Covid-19 Vaccine Stance Detection

Exploring contrasting and varied opinions on Covid-19 Vaccines on Twitter.

Created Using: Python Tweepy NetworkX

The code for this project is available at: github.com/HitanshShah/covid-19-twitter. Reach out to me via email if you have any queries related to this project.

Social media provides users with not just a huge source of information, but also the freedom to post their own views and opinions related to certain subjects. Each individual is entitled to their own thoughts or opinions. One such subject matter was the Covid-19 pandemic and the vaccines developed to fight the virus. On one hand, there was the thought the vaccines are going to put an end to the global suffering, whereas on the other, people thought vaccines were ploys set by the government and medical institutions. This project analyzes the sentiments around Covid-19 vaccines on Twitter by analyzing tweets from both, Pro and Anti, vaccine campaigns.

The first step was to scrape data from Twitter using the Twitter Developer API and Tweepy library. I scraped this data on the basis of popular hashtags like #WearAMask, #GetVaccinated, #MaskUp, #NoVaccinMandate, #NoVaccineForMe. I chose these hashtags because they were not the most common or famous ones, which made it easier to get precise insights. For instance, I found a number of tweets which were neither pro nor anti, but more of a general discussion starter, for hashtags like VaccineIsPoison or VaccinesWork, which otherwise sound like having strong opinions.

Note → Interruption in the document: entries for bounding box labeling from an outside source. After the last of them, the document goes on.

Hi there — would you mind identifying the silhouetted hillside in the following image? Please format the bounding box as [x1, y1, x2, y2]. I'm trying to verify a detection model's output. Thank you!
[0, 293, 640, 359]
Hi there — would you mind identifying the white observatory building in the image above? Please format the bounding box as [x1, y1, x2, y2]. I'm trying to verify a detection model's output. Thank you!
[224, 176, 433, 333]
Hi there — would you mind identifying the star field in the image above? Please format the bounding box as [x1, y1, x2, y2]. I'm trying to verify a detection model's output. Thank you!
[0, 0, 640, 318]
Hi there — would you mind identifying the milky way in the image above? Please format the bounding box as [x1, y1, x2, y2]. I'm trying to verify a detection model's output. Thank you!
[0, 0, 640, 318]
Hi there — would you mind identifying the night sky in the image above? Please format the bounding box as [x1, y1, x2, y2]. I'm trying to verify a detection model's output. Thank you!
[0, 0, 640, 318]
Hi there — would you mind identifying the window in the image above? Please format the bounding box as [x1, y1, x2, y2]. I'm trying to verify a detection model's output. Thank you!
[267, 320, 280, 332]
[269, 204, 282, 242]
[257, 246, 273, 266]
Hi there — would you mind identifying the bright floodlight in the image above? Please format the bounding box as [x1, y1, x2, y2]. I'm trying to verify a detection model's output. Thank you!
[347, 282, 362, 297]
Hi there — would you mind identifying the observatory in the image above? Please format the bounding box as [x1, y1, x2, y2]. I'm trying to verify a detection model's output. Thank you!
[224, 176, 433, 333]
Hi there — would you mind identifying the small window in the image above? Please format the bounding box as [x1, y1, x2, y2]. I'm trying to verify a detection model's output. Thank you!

For each of these hashtags, I used the following approach:

  • Extract 200 tweets using the hashtag as the keyword. Here, I excluded retweets, because popular tweets could have many many retweets and that would skew the results significantly.
  • From all of these tweets, generate a set of Unique Hashtags. Most users on the internet tend to use more than one hashtags in their tweets or posts. Thus, it would be interesting to see how many unique hashtags there would be associated with our hashtags and if we could observe any patterns.
  • Create a co-occurrence matrix for all of these keywords, and normalize the values.
  • Using this co-occurence matrix and the count of occurrences of individual hashtags, create a circular layout network graph, in which the hashtags with a higher occurrence are displayed in the central region of the network.
  • Plot the connected components of these graphs to analyze sparsity or density.
  • Plot the degree rank and degree distribution of these networks for statistical comparisons.

Results

Left: Network graph for #WearAMask. Right: Network graph for #NoVaccinesMandate.
Left: #WearAMask. Right: #NoVaccinesMandate.

From the above visualizations, we can make the following conclusions:

  • Generally, for positive or pro-vaccine campaign hashtags, the network graphs are dense with higher degree distribution. It is quite the opposite for negative or anti-vaccine campaign hashtags.
  • There are more central thoughts for pro-vaccine, whereas the anti-vaccine tweets originate from fewer central thoughts, and usually revolve around the same train of thought.